The problem here is that Mormons don’t bother to find out how we would know what a correct translation looks like, or what’s even involved in translation. They don’t want to use a better translation. “Translated correctly” just means “agrees with Mormon doctrine”. It’s a lazy way of dismissing inconsistencies between LDS dogma and the Bible.
I might also add that the word “translation” doesn’t have the conventional meaning to a Mormon. It means something like, “providing inspiration or a jumping-off point for something spiritual that you want to write”.
Instead of making a literal translation, as scholars would use the term, he used the Urim and Thummim as a means of receiving revelation. Even though a copy of Abraham’s record possibly passed through the hands of many scribes and had become editorially corrupted to the point where it may have had little resemblance to the original, the Prophet—with the Urim and Thummim, or simply through revelation—could have obtained the translation—or, as Joseph Smith used the word, he could have received the meaning, or subject-matter content of the original text, as he did in his translation of the Bible. This explanation would mean that Joseph Smith received the text of our present book of Abraham the same way he received the translation of the parchment of John the Revelator—he did not even need the actual text in front of him.

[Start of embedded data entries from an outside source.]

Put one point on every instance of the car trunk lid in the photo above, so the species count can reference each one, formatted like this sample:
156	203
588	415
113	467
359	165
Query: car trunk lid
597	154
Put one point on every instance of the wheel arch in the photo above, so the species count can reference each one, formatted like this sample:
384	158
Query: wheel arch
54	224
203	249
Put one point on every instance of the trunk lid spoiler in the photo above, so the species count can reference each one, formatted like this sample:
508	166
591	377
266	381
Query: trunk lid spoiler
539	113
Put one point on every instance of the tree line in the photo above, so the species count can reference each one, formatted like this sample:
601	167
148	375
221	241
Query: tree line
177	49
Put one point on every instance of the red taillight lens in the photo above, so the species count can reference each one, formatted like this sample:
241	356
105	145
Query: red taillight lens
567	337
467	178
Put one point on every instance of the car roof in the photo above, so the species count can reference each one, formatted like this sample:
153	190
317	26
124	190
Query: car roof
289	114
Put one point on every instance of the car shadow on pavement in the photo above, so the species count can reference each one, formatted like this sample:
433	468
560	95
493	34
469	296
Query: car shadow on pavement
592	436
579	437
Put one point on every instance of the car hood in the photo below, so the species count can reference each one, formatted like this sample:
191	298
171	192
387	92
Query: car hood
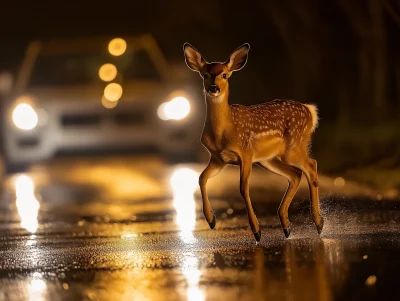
131	92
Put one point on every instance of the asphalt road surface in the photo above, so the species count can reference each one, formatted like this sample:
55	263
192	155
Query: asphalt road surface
127	228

More word games from apologists. Translation doesn’t translation, horses don’t mean horses, and steel doesn’t mean steel. And no one knows what the hell a curelom or a cumom is.
But now we’ve wandered into Book of Abraham territory, so maybe it’s best to go there now.
The Pearl of Great Price
The Book of Abraham is the best evidence that Joseph Smith was making stuff up. If there’s a bigger smoking gun, I don’t know what it would be.
Joseph Smith pretended to translate Egyptian papyri that he procured, and — what do you know! — it was written by Abraham’s own hand. At the time that Joseph Smith wrote the Book of Abraham, decipherment of Egyptian hieroglyphics was not well understood. Joseph Smith could have written anything, and no one would have able to tell him he was wrong.
We can now, though. The papyri are ordinary funerary documents. The meanings given to the facsimiles are what you’d expect from someone who was making stuff up, and who was trying to fool people.
Click to follow the links.
If I wanted to snark, I could say that if God didn’t pick a fact-challenged con-man to lead his church, he sure went to a lot of effort to make it look like he had.
But then my kinder nature kicks in. Joseph Smith was a writer of terrible and historically inaccurate fiction. For most of us, this is uncontroversial. But he and his followers have created a community that thinks it’s fact, and they can’t see their way out of it. Their reasoning is upside-down; they’ve decided it’s true, and reason backward from there. As LDS apologist Kerry Muhlestein said:
“I start out with an assumption that the Book of Abraham and the Book of Mormon, and anything else that we get from the restored gospel, is true,” he said. “Therefore, any evidence I find, I will try to fit into that paradigm.”
Ask: How are you avoiding poor reasoning and confirmation bias in what you think and read?
Are you finding sources that you disagree with? Do you try to understand their arguments, and can you identify the strengths in their arguments, as well as the weaknesses?